Experimental Models of Microvascular Immunopathology: The Example of Cerebral Malaria

Abstract

Human cerebral malaria is a severe and often lethal complication of Plasmodium falciparum infection. Complex host and parasite interactions should the precise mechanisms involved in the onset of this neuropathology. Adhesion of parasitised red blood cells and host cells to endothelial cells lead to profound endothelial alterations that trigger immunopathological changes, varying degrees of brain oedema and can compromise cerebral blood flow, cause cranial nerve dysfunction and hypoxia. Study of the cerebral pathology in human patients is limited to clinical and genetic field studies in endemic areas, thus cerebral malaria (CM) research relies heavily on experimental models. The availability of malaria models allows study from the inoculation of Plasmodium to the onset of disease and permit invasive experiments. Here, we discuss some aspects of our current understanding of CM, the experimental models available and some important recent findings extrapolated from these models.
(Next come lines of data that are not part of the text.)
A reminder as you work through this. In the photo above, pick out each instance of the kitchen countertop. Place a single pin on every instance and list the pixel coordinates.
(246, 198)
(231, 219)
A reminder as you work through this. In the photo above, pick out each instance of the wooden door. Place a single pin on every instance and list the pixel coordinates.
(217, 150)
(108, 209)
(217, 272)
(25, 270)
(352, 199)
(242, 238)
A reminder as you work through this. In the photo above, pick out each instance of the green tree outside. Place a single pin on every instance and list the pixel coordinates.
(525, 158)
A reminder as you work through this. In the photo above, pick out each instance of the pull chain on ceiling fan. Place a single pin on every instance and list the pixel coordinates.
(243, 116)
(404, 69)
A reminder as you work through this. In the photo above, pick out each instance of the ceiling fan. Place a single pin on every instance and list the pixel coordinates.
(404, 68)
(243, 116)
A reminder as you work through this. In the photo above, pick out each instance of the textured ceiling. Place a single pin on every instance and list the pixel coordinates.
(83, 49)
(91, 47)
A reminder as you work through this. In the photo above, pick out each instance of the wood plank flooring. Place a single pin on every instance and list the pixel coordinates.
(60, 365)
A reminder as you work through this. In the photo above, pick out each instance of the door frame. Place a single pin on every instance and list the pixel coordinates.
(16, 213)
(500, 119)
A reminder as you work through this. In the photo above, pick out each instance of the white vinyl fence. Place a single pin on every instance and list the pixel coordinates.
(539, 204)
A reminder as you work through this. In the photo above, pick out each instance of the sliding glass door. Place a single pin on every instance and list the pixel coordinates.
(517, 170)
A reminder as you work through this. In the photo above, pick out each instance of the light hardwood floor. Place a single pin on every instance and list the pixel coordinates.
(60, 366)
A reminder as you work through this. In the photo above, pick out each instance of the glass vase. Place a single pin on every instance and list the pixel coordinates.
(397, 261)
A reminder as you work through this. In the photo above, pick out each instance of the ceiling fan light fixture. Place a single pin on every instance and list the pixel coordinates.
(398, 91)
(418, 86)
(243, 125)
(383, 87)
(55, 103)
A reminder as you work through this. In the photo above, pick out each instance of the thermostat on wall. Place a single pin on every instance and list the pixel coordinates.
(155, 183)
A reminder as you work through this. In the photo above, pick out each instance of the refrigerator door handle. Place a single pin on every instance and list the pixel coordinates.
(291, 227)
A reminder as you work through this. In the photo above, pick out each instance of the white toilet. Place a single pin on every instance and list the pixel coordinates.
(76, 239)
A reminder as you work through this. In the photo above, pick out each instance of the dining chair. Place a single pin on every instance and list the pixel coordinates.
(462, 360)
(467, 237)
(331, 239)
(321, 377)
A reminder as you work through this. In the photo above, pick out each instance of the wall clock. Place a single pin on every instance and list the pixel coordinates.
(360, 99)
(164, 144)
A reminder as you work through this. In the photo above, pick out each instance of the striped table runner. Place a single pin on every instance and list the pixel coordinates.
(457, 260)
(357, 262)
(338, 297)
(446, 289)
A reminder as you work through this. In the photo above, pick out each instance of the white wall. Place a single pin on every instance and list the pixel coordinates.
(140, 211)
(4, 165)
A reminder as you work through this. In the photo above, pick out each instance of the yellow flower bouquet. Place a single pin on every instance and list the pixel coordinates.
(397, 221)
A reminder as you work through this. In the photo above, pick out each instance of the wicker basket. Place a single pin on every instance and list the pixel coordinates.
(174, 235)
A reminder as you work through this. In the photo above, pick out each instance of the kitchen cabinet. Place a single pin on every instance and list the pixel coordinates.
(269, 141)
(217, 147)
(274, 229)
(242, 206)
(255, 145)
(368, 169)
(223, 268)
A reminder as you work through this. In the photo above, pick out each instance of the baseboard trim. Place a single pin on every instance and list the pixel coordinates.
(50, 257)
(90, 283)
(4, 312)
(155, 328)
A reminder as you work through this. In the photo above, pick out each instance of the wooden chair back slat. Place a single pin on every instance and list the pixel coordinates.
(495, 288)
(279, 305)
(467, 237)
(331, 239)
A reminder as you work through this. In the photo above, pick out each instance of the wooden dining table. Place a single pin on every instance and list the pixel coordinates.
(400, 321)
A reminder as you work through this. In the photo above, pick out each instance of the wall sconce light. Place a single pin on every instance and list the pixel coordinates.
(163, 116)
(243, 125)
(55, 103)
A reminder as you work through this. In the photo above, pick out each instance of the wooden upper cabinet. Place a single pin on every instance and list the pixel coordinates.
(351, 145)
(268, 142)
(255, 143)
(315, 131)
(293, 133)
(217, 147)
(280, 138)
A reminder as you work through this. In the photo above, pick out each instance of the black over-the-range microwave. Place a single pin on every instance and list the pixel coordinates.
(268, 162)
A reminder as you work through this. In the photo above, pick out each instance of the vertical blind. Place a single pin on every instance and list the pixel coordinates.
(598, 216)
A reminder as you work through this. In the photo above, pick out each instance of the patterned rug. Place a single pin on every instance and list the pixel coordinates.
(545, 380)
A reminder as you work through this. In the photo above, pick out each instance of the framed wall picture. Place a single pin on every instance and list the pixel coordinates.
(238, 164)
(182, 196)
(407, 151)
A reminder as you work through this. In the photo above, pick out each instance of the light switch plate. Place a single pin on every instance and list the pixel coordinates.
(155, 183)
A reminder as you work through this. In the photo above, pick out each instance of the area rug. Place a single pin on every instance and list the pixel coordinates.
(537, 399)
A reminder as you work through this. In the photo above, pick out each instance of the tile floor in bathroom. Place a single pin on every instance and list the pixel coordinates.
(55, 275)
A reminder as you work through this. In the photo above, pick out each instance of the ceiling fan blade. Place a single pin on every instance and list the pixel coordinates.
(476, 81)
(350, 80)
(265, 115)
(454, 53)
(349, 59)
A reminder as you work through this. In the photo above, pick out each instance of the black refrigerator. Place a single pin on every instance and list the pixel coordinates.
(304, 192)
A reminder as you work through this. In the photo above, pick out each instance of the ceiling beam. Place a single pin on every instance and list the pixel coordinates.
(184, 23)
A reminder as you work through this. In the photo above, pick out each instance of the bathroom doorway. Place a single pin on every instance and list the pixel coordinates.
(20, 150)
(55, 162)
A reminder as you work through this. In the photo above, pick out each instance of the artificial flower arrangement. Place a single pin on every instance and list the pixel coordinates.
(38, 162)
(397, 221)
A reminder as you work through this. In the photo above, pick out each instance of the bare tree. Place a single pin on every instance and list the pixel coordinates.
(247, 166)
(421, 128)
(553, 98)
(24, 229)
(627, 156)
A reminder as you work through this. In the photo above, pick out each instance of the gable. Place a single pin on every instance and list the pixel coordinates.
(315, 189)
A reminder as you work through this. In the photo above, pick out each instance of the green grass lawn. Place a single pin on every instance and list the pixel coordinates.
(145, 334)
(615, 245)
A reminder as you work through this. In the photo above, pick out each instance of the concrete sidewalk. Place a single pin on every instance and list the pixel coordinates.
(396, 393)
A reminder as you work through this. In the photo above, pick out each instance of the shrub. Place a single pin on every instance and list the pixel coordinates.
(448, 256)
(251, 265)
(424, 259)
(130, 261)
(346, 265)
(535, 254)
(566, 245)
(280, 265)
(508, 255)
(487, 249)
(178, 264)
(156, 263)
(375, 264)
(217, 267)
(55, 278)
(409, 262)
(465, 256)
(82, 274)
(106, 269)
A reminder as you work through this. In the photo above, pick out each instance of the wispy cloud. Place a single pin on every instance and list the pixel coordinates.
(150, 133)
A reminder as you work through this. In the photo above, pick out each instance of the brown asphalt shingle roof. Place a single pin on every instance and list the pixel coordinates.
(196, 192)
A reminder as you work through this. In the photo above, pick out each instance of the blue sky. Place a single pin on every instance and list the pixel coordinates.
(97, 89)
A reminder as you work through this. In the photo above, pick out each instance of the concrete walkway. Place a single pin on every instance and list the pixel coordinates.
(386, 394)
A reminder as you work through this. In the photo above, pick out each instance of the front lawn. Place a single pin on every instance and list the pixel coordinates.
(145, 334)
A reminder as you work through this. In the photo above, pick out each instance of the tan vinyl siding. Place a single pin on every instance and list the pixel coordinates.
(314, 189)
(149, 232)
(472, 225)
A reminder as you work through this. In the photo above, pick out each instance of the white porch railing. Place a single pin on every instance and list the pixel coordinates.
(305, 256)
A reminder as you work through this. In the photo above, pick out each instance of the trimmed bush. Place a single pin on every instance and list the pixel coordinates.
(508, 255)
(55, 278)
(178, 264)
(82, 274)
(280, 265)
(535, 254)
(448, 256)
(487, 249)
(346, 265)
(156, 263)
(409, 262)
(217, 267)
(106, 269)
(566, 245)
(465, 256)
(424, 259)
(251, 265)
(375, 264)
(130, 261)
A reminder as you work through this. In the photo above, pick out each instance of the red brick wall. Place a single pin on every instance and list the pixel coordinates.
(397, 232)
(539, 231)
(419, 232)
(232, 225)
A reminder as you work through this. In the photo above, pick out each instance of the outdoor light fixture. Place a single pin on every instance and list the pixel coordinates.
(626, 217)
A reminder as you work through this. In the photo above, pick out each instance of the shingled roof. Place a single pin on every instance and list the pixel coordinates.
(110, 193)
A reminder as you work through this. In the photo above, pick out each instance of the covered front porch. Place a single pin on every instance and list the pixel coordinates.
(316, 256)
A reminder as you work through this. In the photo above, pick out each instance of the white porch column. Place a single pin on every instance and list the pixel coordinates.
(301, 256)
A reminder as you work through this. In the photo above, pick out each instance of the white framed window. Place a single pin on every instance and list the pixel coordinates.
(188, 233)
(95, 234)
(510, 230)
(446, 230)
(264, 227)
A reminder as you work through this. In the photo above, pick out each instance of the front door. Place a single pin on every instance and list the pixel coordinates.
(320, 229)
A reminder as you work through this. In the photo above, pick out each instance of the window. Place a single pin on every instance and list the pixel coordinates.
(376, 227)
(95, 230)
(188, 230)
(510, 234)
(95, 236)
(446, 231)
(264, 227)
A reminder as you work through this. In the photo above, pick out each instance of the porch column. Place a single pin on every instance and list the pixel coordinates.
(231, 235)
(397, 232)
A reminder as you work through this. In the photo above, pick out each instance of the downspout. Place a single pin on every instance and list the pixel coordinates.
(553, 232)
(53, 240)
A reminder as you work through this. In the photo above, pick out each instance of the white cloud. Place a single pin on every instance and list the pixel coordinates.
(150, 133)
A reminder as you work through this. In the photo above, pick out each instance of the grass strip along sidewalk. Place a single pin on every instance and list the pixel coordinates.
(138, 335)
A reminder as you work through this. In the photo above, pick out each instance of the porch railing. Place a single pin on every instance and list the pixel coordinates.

Keywords: Cerebral malaria; Experimental malaria; Malaria; Plasmodium Immunopathology.

Figure 1

Representative diagram of the microvascular lesion underlying the development of CM. Infection with P. falciparum induces the production of cytokine and chemokines, activates EC lining blood vessels and upregulates cell-adhesion molecules. PRBC and host cells such as RBC, platelets and leukocytes adhere to vessel walls through the interaction of ligands and receptors. The release of MP, malarial products, toxic mediators and the activated endothelium, together facilitate the adhesive cellular interaction within the vessel lumen leading to microvascular obstruction. The arrested cells impinge on the integrity of the blood brain barrier, disrupt tight junctions, cell viability and function leading to oedema and possible haemorrhages.

Figure 2

Endothelial-mediated cellular cross talks underlie immunopathological mechanisms in CM. Following upregulation of EC surface receptors and engagement with PRBC, the PRBC-EC interaction continues with a diffusion of membrane elements and the formation of tight transmigration (TM)-like cups. TNF and IFNγ are known to modulate MHC II expression shown to be related to the genetic susceptibility to CM. MHC II expression on the endothelium enables the take up of P. falciparum antigens supporting their role as antigen presenting cells and also supporting and stimulating T cell proliferation in vitro. The continued production of cytokines stimulates the release of pro-inflammatory, pro-coagulant MP from host cells. MP express antigens from their cell of origin as well as negatively charged phospholipids, triggering additional cellular interactions in the inflammatory response such as cell adhesion, permeability and cell death. MP can be found along the inner vessel wall at the site of PRBC-platelet accumulation. Platelets accumulate via von Willebrand factor (vWF) strings or adhesion receptors such as ICAM-1. Excessive cross-talk between tethered platelets, EC and their MP progeny induces alteration of the BBB integrity, promotes the secretion of cytokines and increases the adhesiveness which in turn fuels the exacerbating cycle.